Nvidia drops over GPU concerns is a 'buying opportunity,' Morgan Stanley says
Sep. 25, 2023 11:09 AM ET By: Chris Ciaccia,SA News Editor 36 Comments
Justin Sullivan
The recent decline in Nvidia (NASDAQ: NVDA) shares over potential concerns stemming from a large tech company cutting its requirements for the H100 GPU next year is a "buying opportunity," investment firm Morgan Stanley said.
Analyst Joseph Moore said the concern, whichwas caused by a recent filing believed to be from the Redmond, Washington-based Microsoft ( MSFT), is overblown.
"We can’t speak to specific budgets for next year for any one customer," Moore wrote in an investor note, adding that recent checks show demand "well above" supply for the H100 GPUs in several regions with several customers.
"Supply chain reports have Microsoft pushing for more product than they are currently getting, at least tactically, so we are very comfortable there isn’t a near term air pocket with that customer," Moore added.
Nvidia ( NVDA) sharesrose 0.8%in late morning trading on Monday but have declined roughly 9% over the past month.
In addition, Moore said Nvidia ( NVDA) now trades at a discount to other "AI centric names," such as AMD ( AMD), despite the fact it has more AI exposure than others.
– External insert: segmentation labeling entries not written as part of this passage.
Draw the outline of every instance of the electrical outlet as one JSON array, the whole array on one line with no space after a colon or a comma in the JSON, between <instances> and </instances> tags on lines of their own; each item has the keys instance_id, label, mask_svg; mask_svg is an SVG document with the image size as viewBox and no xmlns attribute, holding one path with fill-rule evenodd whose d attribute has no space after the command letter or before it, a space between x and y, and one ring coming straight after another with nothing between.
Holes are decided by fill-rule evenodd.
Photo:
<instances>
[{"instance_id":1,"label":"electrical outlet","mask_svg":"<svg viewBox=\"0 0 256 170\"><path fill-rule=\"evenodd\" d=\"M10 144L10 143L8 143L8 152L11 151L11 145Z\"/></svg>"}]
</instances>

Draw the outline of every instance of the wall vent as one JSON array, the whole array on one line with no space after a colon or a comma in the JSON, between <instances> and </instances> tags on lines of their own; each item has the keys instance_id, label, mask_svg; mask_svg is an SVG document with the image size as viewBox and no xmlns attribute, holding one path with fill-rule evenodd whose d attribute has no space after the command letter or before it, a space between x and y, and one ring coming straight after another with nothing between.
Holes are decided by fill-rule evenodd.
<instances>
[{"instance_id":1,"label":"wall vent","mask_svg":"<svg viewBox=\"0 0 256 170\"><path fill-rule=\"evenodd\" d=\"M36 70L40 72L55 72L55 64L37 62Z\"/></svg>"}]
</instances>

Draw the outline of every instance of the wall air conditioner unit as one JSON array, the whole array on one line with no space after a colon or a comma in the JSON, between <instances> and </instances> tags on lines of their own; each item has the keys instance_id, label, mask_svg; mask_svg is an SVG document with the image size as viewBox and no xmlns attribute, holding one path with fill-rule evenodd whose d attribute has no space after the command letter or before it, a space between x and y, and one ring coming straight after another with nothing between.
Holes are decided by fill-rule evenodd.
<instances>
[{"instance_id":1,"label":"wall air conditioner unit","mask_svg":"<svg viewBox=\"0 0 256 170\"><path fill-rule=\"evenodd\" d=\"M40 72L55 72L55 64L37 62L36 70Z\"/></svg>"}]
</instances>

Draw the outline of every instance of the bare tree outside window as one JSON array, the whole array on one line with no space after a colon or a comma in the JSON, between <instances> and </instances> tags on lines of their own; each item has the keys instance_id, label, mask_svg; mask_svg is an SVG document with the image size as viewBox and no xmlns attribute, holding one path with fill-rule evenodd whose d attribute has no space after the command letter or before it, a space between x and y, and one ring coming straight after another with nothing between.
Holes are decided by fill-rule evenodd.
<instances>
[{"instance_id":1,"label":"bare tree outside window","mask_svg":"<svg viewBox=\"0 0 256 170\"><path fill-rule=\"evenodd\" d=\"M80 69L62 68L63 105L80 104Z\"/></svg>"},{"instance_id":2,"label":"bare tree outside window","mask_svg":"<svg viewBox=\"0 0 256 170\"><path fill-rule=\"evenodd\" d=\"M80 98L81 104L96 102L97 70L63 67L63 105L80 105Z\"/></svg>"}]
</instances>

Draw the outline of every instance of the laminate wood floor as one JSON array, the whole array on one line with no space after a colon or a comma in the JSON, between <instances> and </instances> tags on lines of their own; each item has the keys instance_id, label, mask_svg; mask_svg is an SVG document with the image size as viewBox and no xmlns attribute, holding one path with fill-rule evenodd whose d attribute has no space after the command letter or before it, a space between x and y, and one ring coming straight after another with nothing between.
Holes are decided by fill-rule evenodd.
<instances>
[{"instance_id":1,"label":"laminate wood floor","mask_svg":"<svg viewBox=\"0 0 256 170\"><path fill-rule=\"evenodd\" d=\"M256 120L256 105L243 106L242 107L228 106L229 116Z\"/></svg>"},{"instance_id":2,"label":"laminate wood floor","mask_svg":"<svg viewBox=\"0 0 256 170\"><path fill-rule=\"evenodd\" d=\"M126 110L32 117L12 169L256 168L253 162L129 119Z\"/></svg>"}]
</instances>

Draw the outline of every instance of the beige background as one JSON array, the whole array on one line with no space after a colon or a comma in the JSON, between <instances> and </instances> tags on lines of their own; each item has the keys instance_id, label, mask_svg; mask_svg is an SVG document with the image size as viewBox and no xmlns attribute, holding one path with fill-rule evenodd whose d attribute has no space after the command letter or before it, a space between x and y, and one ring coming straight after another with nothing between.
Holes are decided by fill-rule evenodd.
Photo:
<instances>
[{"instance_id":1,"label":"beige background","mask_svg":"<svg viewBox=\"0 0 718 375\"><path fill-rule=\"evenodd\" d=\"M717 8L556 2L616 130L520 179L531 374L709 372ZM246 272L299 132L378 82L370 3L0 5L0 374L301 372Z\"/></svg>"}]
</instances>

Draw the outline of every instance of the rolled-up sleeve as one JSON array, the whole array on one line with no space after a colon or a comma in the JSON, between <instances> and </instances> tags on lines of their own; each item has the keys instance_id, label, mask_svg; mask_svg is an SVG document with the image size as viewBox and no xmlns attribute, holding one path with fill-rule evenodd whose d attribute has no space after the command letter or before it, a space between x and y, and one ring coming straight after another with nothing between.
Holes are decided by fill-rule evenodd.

He also pointed out that other AI beneficiaries, such as Micron ( MU) and Marvell ( MRVL) are forecast a "sharp acceleration" in revenue, even with Nvidia starting to see some concerns about a plateau.
"The bottom line is that numbers are likely to continue to be strong, and to the extent that investors are concerned about near term demand that’s a good thing, as it is a negative thesis that the company can quickly disprove," Moore added.